In float16 you would thus get invalid results:

tensor([  4.2695, -32.5625,   4.3398,   7.5586,  24.1406,  65.0625, -11.0469,
         80.8750,  -4.0586, -48.9062], device='cuda:0', dtype=torch.float16)
tensor([1969., 2080., 1969., 2038., 2118., 2038., 2010., 2060., 1934., 2092.],
       device='cuda:0', dtype=torch.float16)
tensor([2048., 2052., 2076., 1997., 2020., 1950., 1938., 2022., 2035., 2116.],
       device='cuda:0', dtype=torch.float16)
tensor([inf, inf, inf, inf, inf, inf, inf, inf, inf, inf], device='cuda:0',
       dtype=torch.float16)
tensor([inf, inf, inf, inf, inf, inf, inf, inf, inf, inf], device='cuda:0',
       dtype=torch.float16)
tensor([inf, inf, inf, inf, inf, inf, inf, inf, inf, inf], device='cuda:0',
       dtype=torch.float16)
tensor(0., device='cuda:0', dtype=torch.float16)
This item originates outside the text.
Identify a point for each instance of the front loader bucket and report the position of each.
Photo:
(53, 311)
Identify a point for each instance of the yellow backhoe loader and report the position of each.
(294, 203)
No, I disagree as torch.cuda.amp.autocast is used exactly for this reason: operations prone to overflows or general numerical instability are kept in float32, while other operations are allowed to use float16 (inputs and outputs) while the computation itself is often still done in float32.
Since you are manually using half() on your data without depending on autocast, you would need to check the used operations and see if you might be running into numerical issues.

However, I agree that training models directly in float16 is definitely not straightforward and might not work.